Inquietando-se, diante do silêncio com que era observado, rematou, súplice:

— Juiz amorável, dá-me permissão para seguir, passo a passo, o meu pobre filho que a paixão do dinheiro transfigurou em alienado mental!

Porque o peticionário se interrompesse, chocado pela emoção, perguntou o mentor:

— Se te pronuncias, na condição de pai de dois filhos, é natural que te refiras ao outro.

— O outro? disse o interessado, entremostrando larga esperança – o outro é Levindo, caráter ilibado, irrepreensível. Desde a mocidade, é um gênio de gabinete. Há precisamente quarenta anos, não tem outra preocupação que não seja estudar os filósofos e os cientistas da Humanidade. Vive cercado de prateleiras, em que se alinham documentos de milenária importância. Lê Platão no Grego puro e decifra os códigos egípcios com uma habilidade que nada tem a invejar Champollion. Conhece as religiões com admirável senso crítico. Responde com precisão a todas as consultas que se lhe formulem, quanto às civilizações antigas e novas...

Diante da pausa que surgiu, espontânea, o emissário da Esfera Superior indagou, presto:

— Que faz ele com tamanho cabedal de cultura?

— Meu filho basta a si próprio – informou o genitor, entre orgulhoso e tranquilo.

E o ajuste continuou:

— É professor com muitos discípulos?

— Não se trata de um professor, mas de um sábio.

— Não ensina, porém, o que sabe, nem mesmo alfabetiza esse ou aquele irmão necessitado de escola?

— Ele não necessita trabalhar para o próprio sustento.

— Mesmo assim, não se dedica, por espírito de serviço, a colaborar nas atividades de alguma instituição de beneficência?

— Sinceramente, não.

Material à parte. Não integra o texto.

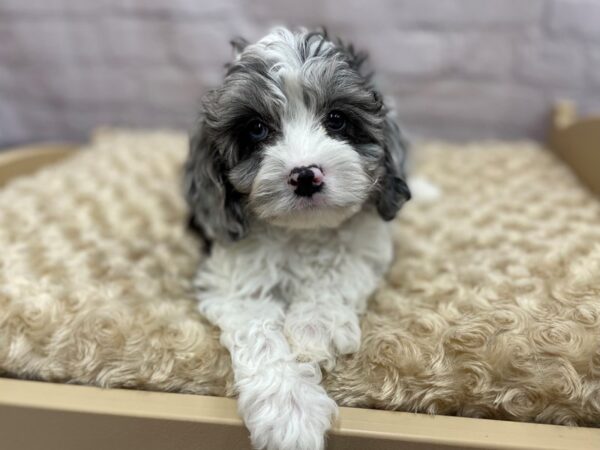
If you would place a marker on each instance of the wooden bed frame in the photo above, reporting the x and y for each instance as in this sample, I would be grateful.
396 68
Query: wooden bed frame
37 415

Guarda a índole de quem é devotado à paz de si mesmo e não suporta as complicações do povo.

— Não adota crianças, de modo a plasmar-lhes os sentimentos pelos padrões de vida superior?

— Não tolera a ingratidão e teme perfilhar hoje meninos que amanhã lhe furtem a segurança...

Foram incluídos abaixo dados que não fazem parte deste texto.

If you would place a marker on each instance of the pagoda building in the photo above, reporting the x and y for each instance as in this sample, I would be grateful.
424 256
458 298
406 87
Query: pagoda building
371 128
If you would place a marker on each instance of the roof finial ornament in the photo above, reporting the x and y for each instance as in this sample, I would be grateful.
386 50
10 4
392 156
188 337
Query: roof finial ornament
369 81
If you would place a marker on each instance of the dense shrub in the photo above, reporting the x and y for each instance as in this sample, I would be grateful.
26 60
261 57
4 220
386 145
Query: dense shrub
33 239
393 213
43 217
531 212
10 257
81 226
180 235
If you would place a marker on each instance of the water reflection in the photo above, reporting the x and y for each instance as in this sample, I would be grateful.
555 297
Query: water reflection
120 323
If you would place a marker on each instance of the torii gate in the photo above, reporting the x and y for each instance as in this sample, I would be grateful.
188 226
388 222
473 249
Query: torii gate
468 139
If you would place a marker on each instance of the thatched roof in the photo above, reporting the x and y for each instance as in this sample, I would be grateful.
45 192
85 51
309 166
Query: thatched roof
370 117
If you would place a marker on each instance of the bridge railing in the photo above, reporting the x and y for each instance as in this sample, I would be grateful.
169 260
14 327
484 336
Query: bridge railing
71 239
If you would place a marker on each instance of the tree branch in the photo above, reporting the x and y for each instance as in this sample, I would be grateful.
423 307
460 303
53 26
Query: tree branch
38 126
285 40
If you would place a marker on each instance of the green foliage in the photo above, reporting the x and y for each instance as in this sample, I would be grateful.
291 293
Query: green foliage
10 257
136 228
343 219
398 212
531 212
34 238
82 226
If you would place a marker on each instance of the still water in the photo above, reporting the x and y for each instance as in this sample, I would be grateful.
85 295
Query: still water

— Não escreve nem fala em público para instruir os semelhantes e consolá-los?

— De maneira nenhuma. Não se anima a descer da altura intelectual em que vive para rentear com aqueles que, decerto, o levariam ao desprimor pela discussão... Vive só, figurando-se-me um astro luminescente, mas absolutamente incompreendido na Terra...

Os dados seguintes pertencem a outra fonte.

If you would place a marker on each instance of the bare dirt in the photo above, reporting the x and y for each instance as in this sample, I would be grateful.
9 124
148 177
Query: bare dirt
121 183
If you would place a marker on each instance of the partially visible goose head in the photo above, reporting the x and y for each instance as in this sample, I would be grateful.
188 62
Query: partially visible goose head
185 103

O representante da excelsa justiça meditou por alguns momentos e, como quem não podia perder tempo, resumiu o conselho, asseverando:

— Reconsidera a solicitação, meu amigo. Ambos os teus filhos são avarentos, necessitados do Socorro Divino; entretanto, o usurário escravizado ao ouro surpreende no próprio dinheiro um excitante à provação e ao trabalho. Ainda que deseje repousar nos teres e haveres que retém, não encontrará, na abastança material, senão motivo a incessantes suplícios. Conhecerá mais cedo a verdade, por viver em contato mais direto com a hipocrisia. Estará em luta constante para segurar a fortuna que amontoou, sofrendo aflição e desconfiança entre os melhores amigos, e, tão logo desencarne, experimentará desilusões terríveis, seguindo, agoniado, as ambições de muitos dos familiares que lhe disputarão os despojos nos tribunais, à feição de milhafres sobre o corpo da presa. Desencantado e sofredor, ele próprio suplicará a reencarnação, apressadamente, a fim de olvidar os antigos enganos e reparar os próprios erros. Mas o teu filho supostamente sábio é sovina da alma, ameaçado de solidão e desequilíbrio, por muitos séculos, de vez que atravessa os dias sem proveito para ninguém. Insulado no orgulho e na vaidade de saber e fugindo à felicidade e a obrigação de servir, lembra ele o poço de águas ricas e cristalinas que, por isolado e inútil, acaba verminado de podridão em si mesmo...

E, ante o pai assombrado, o juiz terminou:

— Ampara o teu filho atormentado, na Terra, pela usura da posse; no entanto, não te esqueças de que a avareza da inteligência que enlouquece o outro é muito pior.

 

Do livro Relatos da Vida, obra psicografada pelo médium Francisco Cândido Xavier.